# I have no idea what this is



## DreamerR (Dec 17, 2017)

I got the list of everything i need for our first show this weekend, and it says i need a bridget. Someone please enlighten me on what a bridget is haha.


----------



## mkmurphy81 (May 8, 2015)

Breeches + autocorrect?


----------



## BlindHorseEnthusiast4582 (Apr 11, 2016)

mkmurphy81 said:


> Breeches + autocorrect?


This seems reasonable since it also says "shirt with long slives"


----------



## SueC (Feb 22, 2014)

Dear DreamerR, a _Bridget_ is a sort of female ostler who will do all the grooming, snack feeding, tacking up, washing etc for you while you keep your breeches nice and white for your event! ;-)

But I have no idea what a _slive_ is. Anyone?


PS: Did you hear about the dyslexic agnostic insomniac? He lay awake all night wondering if there was a dog.


----------



## SueC (Feb 22, 2014)

Sometimes, my mind works on unsolved problems during sleep, such as those baffling _slives_. If a really ocker Aussie talks about _slives_, they mean slaves, as in, "Are you bringing your _slives_ to the barbie this arvo, mate? And don't forget the snaggers, the six-pack and the mozzie spray. Gonna be bonza. There'll be a footy to kick around too."

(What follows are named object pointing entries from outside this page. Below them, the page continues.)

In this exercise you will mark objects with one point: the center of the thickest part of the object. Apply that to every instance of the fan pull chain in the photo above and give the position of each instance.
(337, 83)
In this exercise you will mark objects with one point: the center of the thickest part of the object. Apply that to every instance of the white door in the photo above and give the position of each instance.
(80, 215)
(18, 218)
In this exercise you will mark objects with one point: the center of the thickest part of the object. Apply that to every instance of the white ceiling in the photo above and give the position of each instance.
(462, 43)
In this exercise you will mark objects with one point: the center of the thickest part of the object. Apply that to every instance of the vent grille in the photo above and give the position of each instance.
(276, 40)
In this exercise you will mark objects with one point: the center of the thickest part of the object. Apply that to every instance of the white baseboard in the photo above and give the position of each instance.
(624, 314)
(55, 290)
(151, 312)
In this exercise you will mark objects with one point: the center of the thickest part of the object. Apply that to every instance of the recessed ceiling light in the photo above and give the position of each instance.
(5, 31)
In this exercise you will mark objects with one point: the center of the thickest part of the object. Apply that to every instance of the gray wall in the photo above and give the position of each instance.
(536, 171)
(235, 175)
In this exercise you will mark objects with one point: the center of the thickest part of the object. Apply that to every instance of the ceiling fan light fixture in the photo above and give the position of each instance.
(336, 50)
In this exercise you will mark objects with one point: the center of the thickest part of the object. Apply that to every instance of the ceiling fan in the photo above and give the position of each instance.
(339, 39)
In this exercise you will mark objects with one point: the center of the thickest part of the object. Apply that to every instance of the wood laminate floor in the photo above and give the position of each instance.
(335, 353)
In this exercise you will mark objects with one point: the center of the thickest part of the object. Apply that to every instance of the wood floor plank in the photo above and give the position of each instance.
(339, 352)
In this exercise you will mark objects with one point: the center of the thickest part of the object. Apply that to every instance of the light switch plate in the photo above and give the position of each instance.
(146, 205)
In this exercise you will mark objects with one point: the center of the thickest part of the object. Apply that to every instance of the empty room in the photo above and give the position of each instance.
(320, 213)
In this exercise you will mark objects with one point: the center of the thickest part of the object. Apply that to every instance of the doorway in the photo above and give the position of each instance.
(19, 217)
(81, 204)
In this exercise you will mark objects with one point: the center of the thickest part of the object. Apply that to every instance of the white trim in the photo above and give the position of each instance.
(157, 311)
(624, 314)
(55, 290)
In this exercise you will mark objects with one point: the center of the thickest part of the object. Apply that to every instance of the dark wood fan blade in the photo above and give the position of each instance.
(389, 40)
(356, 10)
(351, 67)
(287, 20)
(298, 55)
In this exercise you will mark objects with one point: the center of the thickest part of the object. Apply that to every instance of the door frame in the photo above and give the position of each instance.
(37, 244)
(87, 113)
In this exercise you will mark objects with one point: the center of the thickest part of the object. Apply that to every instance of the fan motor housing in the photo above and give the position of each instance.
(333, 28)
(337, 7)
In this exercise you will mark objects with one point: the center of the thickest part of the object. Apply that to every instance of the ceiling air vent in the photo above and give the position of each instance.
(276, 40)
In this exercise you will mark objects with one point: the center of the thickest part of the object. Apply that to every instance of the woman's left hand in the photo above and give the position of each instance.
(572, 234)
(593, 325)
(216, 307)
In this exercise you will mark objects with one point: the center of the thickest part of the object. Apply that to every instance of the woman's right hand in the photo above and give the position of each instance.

I was a bit mystified about the _shirt with long slives_, but since they're already bringing a Bridget to do all the dirty work for them so they can keep their breeches spotless, perhaps the _slives_ are mentioned in conjunction with the shirt, and have to be _long_, so they can keep the rider in their white breeches well off the ground until the horse is available to take over this task, further reducing the risk to the spotlessness of the breeches and general attire before the actual event.


----------



## Avna (Jul 11, 2015)

Slives seem like a throwback to Elizabethan riding dress. However, polo was a Persian game, far predating the Elizabethan era. They didn't indulge in slives in Persia, preferring the kandus.


----------



## MeditativeRider (Feb 5, 2019)

Slives just made me think of the Jabberwocky (slithy toves) and now with SueC's description of a Bridget, I am having visions of something steampunk-ish. Should be a fun show, LOL.


----------



## knightrider (Jun 27, 2014)

Nobody has mentioned yet the racquet for horse grooming. Are the riders supposed to bat the brushes across the hay net?


----------



## egrogan (Jun 1, 2011)

knightrider said:


> Nobody has mentioned yet the racquet for horse grooming. Are the riders supposed to bat the brushes across the hay net?


Or the extension cord to recharge pony in between classes?? :think:


----------



## tinyliny (Oct 31, 2009)

you need your:


pitch pipe, to make sure you are whistling in tune
your mounting tape , to get your American Idol posters up on the stall wall
Your extension helmet, for when you head swells up with praise, so your helmet will still fit.


your hose belt, so you can bring the water to the stall
Your grooming racquet, for grooming competitions
your Polo slaves, who will run from wicket to wicket and make you look handy
and, your 'Bridget', who will point to door number one, two or three, and see which idiot picks what.


Don't forget the list.


----------